Met ingang van 1 januari 2003 geldt voor de heffing van omzetbelasting ten aanzien
van de op 31 december 2002 geëxploiteerde veerdiensten het volgende.
Tot nader order wordt goedgekeurd dat ondernemers die op 31 december 2002 één of meer
veerdiensten exploiteren en die ter zake van één of meer van die veerdiensten de in
het Besluit van 14 september 1972, nr. B72/4253, opgenomen goedkeuring toepassen,
deze handelwijze continueren. Hieraan is de voorwaarde verbonden dat de ondernemers
ter zake van de exploitatie van de desbetreffende veerdiensten afzien van het recht
op aftrek van of teruggaaf van omzetbelasting op de voet van artikel 15 van de Wet op de omzetbelasting 1968 (hierna: de Wet). De term "ondernemers" omvat zowel particuliere (rechts)personen
als publiekrechtelijke lichamen (met name gemeenten en provincies).

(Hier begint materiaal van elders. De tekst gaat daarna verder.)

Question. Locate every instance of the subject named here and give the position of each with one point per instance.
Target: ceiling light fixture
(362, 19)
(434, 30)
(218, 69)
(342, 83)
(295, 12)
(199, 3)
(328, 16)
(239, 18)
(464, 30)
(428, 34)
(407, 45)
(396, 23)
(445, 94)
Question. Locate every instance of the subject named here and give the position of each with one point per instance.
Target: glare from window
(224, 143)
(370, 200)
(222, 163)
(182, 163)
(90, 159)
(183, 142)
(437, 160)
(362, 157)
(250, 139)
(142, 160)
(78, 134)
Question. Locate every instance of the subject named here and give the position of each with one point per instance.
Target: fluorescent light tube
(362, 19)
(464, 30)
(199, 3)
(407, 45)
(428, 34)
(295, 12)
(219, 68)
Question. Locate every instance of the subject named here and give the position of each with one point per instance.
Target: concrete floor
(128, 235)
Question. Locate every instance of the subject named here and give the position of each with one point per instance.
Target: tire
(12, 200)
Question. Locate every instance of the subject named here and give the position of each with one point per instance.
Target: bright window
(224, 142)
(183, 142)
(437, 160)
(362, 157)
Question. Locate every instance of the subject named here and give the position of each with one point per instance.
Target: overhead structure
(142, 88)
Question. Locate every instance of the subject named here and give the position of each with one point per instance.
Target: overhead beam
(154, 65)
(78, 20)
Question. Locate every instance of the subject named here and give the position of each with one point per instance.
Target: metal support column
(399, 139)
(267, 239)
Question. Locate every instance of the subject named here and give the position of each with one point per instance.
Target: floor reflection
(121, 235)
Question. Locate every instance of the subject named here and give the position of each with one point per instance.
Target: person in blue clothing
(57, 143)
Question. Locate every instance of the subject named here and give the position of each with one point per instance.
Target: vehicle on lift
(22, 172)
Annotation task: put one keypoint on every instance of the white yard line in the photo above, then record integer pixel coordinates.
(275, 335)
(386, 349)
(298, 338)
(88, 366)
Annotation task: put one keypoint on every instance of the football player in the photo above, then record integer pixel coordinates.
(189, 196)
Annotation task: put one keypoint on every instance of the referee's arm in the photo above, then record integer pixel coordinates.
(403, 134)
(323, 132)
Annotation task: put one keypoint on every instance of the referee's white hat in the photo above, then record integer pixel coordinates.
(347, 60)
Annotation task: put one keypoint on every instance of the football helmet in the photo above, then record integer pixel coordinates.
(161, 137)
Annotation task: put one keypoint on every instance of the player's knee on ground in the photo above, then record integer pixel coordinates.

Exploitanten van veerdiensten die niet (langer) gebruik willen maken van de in het
onderhavige besluit opgenomen goedkeuring, worden op de voet van de Wet in de heffing van omzetbelasting betrokken. Als de betrokken ondernemers meerdere
veerdiensten exploiteren, is het niet mogelijk om per veerdienst een afzonderlijke
keuze te maken voor heffing van omzetbelasting. De ondernemers dienen alsdan voor
alle door hen geëxploiteerde veerdiensten aan de heffing van omzetbelasting te worden
onderworpen. De onderhavige ondernemers hebben vervolgens niet meer de mogelijkheid
om de in de vorige alinea van dit besluit neergelegde goedkeuring opnieuw toe te passen.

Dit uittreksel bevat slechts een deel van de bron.